Implementing shutdown(2)

This memo summarises notes on the implementation of shutdown() for DCCP. The shutdown() system call originated from TCP applications. Since DCCP connections can, like TCP, have data flowing in either direction, it makes sense to reconsider the use of this function for the benefit of DCCP.

1. Background and motivation

Multimedia streaming can in principle be considered as one-directional stream of data packets sent by the streaming source to the consumer of the media packets. DCCP is a very generic protocol and allows data traffic to flow in both directions of the same connection.

For many applications this is unnecessary overhead: by shutting down one direction of the full-duplex connection, a better performance can be achieved, since the processing costs per packet are reduced. This implies better responsiveness, scaleability and use of computing resources.

1.1 DCCP half-connections

A DCCP connection splits into two separate half-connections, each possibly having a different congestion control ID (CCID). This is illustrated in the following schema.

The situation is more complicated than with TCP, which has only read()/write() for each end. The functions used for the active end of a half-connection are:
On the receiving end of the half-connection we have an active and a passive function:
The point of using shutdown() in this context is in reducing processing complexity. Without shutdown(), each received packet is processed twice - both by the TX CCID via tx_packet_recv and by the RX CCID via rx_packet_recv.

1.2 The shutdown() function

This function was originally developed for TCP's full-duplex service, it allows to shut data transfer in one or both directions.
There is one subtlety which distinguishes TCP from DCCP - the latter has no half-closed state [RFC 4340, 4.6]. Hence the semantics of shutdown are not exactly identical, but quite similar. Making this similarity precise is the purpose of the present page.

A classical example of the shutdown function can be found in Stevens' volume 1, section 18.5:

2. Using shutdown() for DCCP

In DCCP the same example as above is not possible since the signalling (sending FIN) is missing. The original meaning of FIN in RFC 793 was "No more data from sender". But the lack of such signalling to the peer is no disadvantage, since shutdown can still be used locally to reduce processing costs.
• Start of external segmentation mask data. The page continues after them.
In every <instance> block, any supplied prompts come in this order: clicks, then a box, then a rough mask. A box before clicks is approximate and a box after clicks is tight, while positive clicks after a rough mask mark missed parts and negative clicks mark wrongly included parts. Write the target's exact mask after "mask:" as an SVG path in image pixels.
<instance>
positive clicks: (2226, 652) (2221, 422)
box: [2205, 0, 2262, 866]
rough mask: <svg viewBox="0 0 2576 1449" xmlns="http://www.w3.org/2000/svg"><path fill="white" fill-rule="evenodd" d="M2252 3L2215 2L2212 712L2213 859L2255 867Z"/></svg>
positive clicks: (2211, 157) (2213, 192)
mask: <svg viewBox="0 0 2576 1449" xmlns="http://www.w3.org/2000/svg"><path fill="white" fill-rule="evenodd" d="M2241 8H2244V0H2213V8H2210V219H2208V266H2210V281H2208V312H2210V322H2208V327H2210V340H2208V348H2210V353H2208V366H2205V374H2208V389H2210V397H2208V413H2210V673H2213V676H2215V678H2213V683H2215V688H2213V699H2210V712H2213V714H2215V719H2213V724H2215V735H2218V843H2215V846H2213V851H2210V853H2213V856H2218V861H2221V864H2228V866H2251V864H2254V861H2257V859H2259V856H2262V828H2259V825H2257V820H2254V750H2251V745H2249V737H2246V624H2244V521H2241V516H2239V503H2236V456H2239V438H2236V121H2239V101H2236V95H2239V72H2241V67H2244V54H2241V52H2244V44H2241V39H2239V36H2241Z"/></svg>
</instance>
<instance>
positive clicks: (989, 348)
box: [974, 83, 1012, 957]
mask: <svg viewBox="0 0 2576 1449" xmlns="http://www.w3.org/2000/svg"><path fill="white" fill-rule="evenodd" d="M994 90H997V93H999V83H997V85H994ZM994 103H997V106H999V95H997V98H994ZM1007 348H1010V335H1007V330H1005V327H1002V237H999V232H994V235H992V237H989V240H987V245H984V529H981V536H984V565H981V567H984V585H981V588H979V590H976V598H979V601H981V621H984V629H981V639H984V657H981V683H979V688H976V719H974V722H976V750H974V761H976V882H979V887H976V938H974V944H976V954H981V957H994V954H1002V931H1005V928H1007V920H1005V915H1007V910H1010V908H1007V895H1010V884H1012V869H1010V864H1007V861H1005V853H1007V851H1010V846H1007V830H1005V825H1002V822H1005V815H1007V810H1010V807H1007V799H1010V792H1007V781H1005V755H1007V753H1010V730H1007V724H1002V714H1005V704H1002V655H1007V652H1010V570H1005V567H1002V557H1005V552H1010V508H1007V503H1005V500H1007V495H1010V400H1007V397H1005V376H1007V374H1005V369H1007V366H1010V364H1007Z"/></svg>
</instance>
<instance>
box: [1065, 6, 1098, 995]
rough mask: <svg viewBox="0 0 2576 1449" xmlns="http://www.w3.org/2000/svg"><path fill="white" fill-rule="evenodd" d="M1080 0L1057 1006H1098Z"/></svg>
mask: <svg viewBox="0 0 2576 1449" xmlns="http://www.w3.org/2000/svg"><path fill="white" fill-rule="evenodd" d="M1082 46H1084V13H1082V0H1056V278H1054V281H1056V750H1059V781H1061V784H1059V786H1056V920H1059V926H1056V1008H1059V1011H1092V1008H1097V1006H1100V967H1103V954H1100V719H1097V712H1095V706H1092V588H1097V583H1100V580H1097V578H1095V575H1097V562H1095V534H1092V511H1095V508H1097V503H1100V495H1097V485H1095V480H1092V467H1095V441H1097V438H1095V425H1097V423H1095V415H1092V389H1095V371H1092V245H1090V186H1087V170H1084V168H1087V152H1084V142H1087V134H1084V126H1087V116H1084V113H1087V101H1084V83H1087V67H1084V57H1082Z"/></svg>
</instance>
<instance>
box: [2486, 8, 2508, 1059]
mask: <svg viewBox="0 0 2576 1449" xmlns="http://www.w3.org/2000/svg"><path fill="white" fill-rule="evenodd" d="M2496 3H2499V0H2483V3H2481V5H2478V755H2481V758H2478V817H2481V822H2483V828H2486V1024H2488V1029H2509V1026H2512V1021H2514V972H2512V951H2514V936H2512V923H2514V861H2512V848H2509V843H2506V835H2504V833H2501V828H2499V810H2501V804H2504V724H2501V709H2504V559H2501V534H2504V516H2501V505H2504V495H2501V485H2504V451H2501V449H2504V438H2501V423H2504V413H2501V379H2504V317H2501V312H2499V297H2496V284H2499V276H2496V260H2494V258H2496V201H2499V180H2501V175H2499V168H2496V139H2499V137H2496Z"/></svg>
Furthermore, as described in section 11.7 of RFC 4340, Data Dropped options can be used to signal that data packets have not reached the application. This option is sent on packets which carry an ACK number (hence it can not be used on  Request or pure Data packets), a packet drop is indicated by a high-order first bit; and the reason for dropping the packet is contained in a 3-bit subsequent drop code. The relevant one in this context is Drop Code 1, "Application not listening"; it is described in section 11.7.2 of RFC 4340.

2.1 Basic concept

The basic use of shutdown() which suggests itself in this context is:
Lastly, shutdown(SHUT_RDWR) exists but is a bit pointless. To maintain compatibility with TCP (see e.g. tcp_poll() in net/ipv4/tcp.c), it should nevertheless be supported.

2.2 Subtleties

The reading side of the RX CCID is straightforward: if SHUT_RD is set, then no further input will be accepted, hence no packets are  delivered to the  RX  CCID. Should still data packets arrive after the local end of the half-connection has issued shutdown(SHUT_RD) on its side, an Ack with a Data Dropped option, Drop Code 1, "Application not listening" is sent.

The writing side (TX CCID) needs a bit more sophistication. The situation is clear when the TX queue is empty at the time the shutdown(SHUT_WR) is called. In this case, all further attempts to write to the socket will be caught by the socket API and lead to a write error, as intended. Furthermore, since no more packets are going to follow, we can close the end leading to tx_packet_recv,  since it follows that if no packets are going to be sent, the congestion control is also no longer needed.

The situation is different if the TX ringbuffer contains several packets at the time shutdown is called. In this case, we must keep the input for tx_packet_recv open, since this would cut off the necessary control traffic to regulate the congestion control for the still pending packets. The proposed solution here is to issue the SHUT_WR on the socket so that no more packets will enter the TX queue, but to defer closing the feedback input (tx_packet_recv) until the last packet has left the output TX queue.

3. Further work

The use of Data Dropped options is not currently supported in Linux DCCP, but work is under way to support it. Until then, the signalling proposed above should be marked with a FIXME.